He says, however, that Gaelic football has been a huge outlet for him as he came to terms with the loss of his wife.

“It has been a tricky three or four years for me,” Sice told RTÉ.

“Football has been a place to go and the club has looked after me outrageously well. I’m so grateful to everyone in the club.

“The family at home have given me the space to train and train properly and to get the body right and give as much as I could for as long as I could was the goal.”

Sice, who was called into the Galway panel briefly in 2020, said the moment he shared with his dad Jimmy after the final whistle was special. You can watch it below courtesy of Stream Sport.

“I met my dad (Jimmy) out on the pitch there and it was just special,” said Sice. There have been tough times, very tough times and I’m just grateful to everyone who helped us through it.”

This was Sice’s 13th Galway senior football medal but having watched Mountbellew-Moylough and Maigh Cuilinn dominate over the last while, it was his first time to win the Frank Fox cup since 2019.

The game was tight but very entertaining early on with the teams trading some eye-catching scores.
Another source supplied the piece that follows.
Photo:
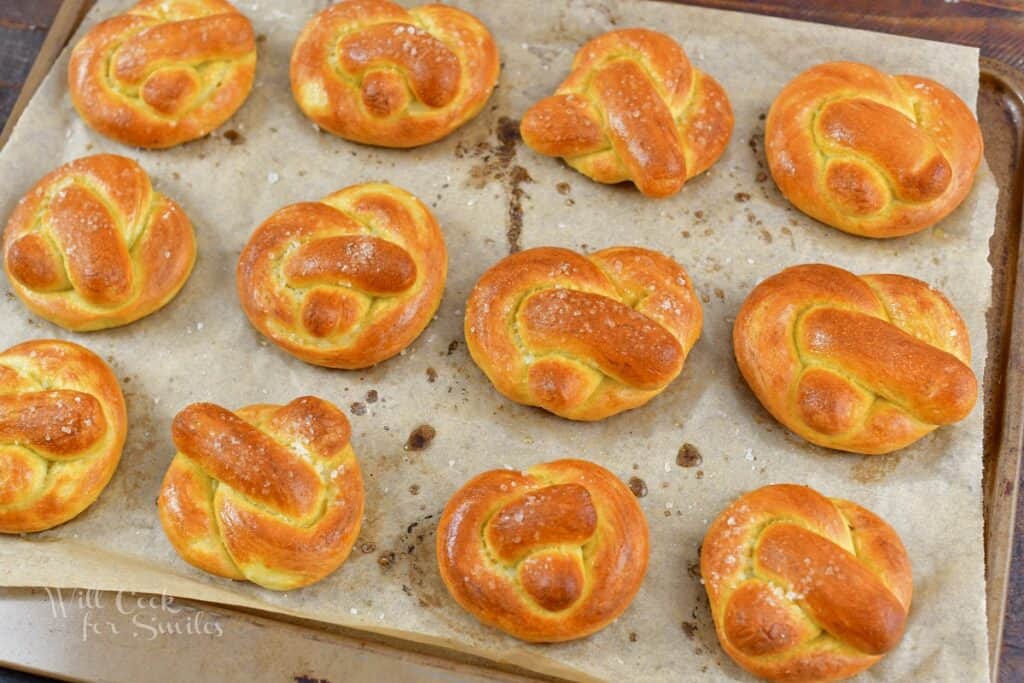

Sice’s effort off the left from open play was a beauty, but Peter Cooke’s and Kieran Molloy’s off the outside of the boot were the pick of the bunch as Corofin went into the half-time interval leading by 0-7 to 0-6.

They powered on then after the break with young centre forward Tony Gill’s goal giving them enough breathing space to deal with a late 1-1 from Moycullen’s John Moloney, as Corofin held onto win by 1-11 to 0-9. Sice hailed youngsters like Gill, Patrick Egan and Jack McCabe for giving the team the push-on that they needed.

“It’s been a difficult year for Gary but this is his football family,” said Corofin manager Kevin Johnson afterwards, a manager who, along with this win in Galway, has also won county titles in Sligo, with Tourlestrane and in Mayo with Ballintubber.